Wealth manager Brewin Dolphin believes that this parliament should prioritise financial policies that support savings and encourage self-reliance and has called on the Conservatives to introduce a number of policies.

Chief executive David Nicol wants to see policies that will teach children the financial basics from a young age, encourage people to save for higher education and their own retirement, focus on long-term investment and make it easier for people to pass on their assets.

During the general election campaign, Brewin Dolphin set out a seven point manifesto of its own, detailing suggestions around the extension of financial education in schools and encouraging early saving by giving Junior Isas the same 25 per cent uplift as new Help to Buy Isas.

It also called on the new government to limit the total sum that can be contributed into a pension fund, rather than penalising investment performance by capping its eventual size, along with accelerating the mandatory contribution into pensions via auto-enrolment, with a pledge to increase contributions to 10 per cent by 2020.

Also on pensions, Brewin Dolphin requested the introduction of a 30-day cooling off period prior to pension pot withdrawal, to help protect vulnerable retirees and underpin the need for professional financial advice.

In terms of tax, they are looking for reform of the capital gains tax system, cutting the rate to 10 per cent after ten years and to zero after twenty, while also increasing the threshold and reducing the time limit on lifetime gifts from seven to five years.

Mr Nicol added: “It is important that the new government focuses on building a strong economy which is vital for the well-being of the UK and all investors in it.”

This follows calls from the Savings and Investments Policy project who since March 2014 have been meeting all the major political parties, HM Treasury, DWP and the FCA, outlining possible ways for the financial services industry can work together to maintain momentum from recent initiatives and to create a financially resilient society.

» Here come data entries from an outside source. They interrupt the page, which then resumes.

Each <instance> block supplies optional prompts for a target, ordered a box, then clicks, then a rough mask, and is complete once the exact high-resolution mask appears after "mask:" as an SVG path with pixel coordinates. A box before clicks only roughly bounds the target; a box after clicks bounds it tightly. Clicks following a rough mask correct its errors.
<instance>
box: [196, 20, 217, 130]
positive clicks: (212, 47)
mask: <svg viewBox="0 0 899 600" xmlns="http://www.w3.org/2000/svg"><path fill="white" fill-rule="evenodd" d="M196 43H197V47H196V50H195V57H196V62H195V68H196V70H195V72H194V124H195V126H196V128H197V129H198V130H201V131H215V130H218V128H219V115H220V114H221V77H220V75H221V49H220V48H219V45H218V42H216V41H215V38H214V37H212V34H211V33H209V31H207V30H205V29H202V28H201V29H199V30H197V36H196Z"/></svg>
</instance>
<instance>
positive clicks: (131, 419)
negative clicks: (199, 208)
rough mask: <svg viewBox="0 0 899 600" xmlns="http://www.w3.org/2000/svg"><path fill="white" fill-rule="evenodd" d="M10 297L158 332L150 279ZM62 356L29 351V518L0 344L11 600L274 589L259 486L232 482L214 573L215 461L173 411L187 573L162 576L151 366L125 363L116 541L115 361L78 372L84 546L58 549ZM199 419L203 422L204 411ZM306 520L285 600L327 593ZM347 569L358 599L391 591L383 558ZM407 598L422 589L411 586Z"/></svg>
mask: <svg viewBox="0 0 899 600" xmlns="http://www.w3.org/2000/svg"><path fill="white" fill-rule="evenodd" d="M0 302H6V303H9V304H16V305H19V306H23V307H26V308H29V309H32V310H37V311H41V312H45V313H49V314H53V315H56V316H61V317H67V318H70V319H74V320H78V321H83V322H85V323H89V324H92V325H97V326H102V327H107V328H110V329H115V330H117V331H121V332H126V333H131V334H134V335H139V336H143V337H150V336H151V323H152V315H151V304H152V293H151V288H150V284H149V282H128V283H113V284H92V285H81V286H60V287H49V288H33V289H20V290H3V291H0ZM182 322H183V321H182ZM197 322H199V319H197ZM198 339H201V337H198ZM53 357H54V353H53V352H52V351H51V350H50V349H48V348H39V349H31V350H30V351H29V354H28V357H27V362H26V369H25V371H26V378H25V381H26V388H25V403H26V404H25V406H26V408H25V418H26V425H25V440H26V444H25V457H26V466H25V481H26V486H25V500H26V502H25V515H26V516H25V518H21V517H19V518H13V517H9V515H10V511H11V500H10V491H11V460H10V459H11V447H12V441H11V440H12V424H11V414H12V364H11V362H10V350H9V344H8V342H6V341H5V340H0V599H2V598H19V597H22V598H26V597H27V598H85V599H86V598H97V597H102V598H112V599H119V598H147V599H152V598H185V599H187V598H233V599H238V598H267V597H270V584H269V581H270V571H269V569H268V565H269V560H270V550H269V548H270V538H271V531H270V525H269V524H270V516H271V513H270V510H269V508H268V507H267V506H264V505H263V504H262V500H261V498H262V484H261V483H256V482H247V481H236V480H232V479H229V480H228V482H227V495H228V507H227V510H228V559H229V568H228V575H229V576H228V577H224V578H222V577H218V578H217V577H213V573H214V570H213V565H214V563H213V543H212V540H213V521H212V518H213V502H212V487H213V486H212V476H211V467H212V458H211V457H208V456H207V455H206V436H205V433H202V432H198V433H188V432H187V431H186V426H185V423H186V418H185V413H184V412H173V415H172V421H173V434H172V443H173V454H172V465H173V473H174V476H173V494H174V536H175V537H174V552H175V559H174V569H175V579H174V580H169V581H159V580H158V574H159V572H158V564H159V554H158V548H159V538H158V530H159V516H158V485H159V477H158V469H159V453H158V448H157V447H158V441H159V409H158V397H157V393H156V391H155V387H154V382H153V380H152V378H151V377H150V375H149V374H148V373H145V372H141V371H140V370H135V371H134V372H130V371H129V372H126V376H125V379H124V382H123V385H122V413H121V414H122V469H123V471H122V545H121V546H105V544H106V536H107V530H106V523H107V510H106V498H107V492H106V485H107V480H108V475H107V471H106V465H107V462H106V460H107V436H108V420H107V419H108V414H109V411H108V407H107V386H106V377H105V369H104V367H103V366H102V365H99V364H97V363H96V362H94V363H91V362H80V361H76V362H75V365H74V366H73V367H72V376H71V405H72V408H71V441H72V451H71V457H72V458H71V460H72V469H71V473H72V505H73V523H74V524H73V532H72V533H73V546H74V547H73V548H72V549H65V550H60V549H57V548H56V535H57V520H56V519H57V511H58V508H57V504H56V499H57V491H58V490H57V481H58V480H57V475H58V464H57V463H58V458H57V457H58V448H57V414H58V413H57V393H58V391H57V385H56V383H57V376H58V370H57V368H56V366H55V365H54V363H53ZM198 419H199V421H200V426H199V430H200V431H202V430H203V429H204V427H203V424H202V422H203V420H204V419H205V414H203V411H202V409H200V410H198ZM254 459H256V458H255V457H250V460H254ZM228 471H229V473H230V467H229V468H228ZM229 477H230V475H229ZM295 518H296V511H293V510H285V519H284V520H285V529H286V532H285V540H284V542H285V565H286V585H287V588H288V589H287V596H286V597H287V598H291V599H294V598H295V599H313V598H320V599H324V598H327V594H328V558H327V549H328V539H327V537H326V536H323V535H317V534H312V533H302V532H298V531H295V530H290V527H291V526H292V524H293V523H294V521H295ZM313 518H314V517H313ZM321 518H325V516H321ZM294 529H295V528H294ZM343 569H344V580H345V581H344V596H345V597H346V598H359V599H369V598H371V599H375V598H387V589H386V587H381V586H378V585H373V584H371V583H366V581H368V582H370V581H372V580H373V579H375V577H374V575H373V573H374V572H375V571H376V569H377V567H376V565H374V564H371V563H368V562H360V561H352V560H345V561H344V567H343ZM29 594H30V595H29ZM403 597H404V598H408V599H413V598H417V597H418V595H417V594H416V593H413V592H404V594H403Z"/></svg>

The policies proposed by TSIP include havaing a dedicated savings minister, as well as increasing financial capability.

Tony Stenning, chairman of TSIP and head of UK retail at Blackrock, said: “The [savings minister] would be accountable for promoting and championing all forms of consumer saving within government – an essential role if we are to overcome the current culture of consumption fuelled predominantly by debt.

“Saving, benefits everyone, ensuring growth, stability and prosperity for the future of the UK and its people. A failure to narrow the savings gap could adversely affect the UK’s GDP, so it is of critical economic as well as social importance.”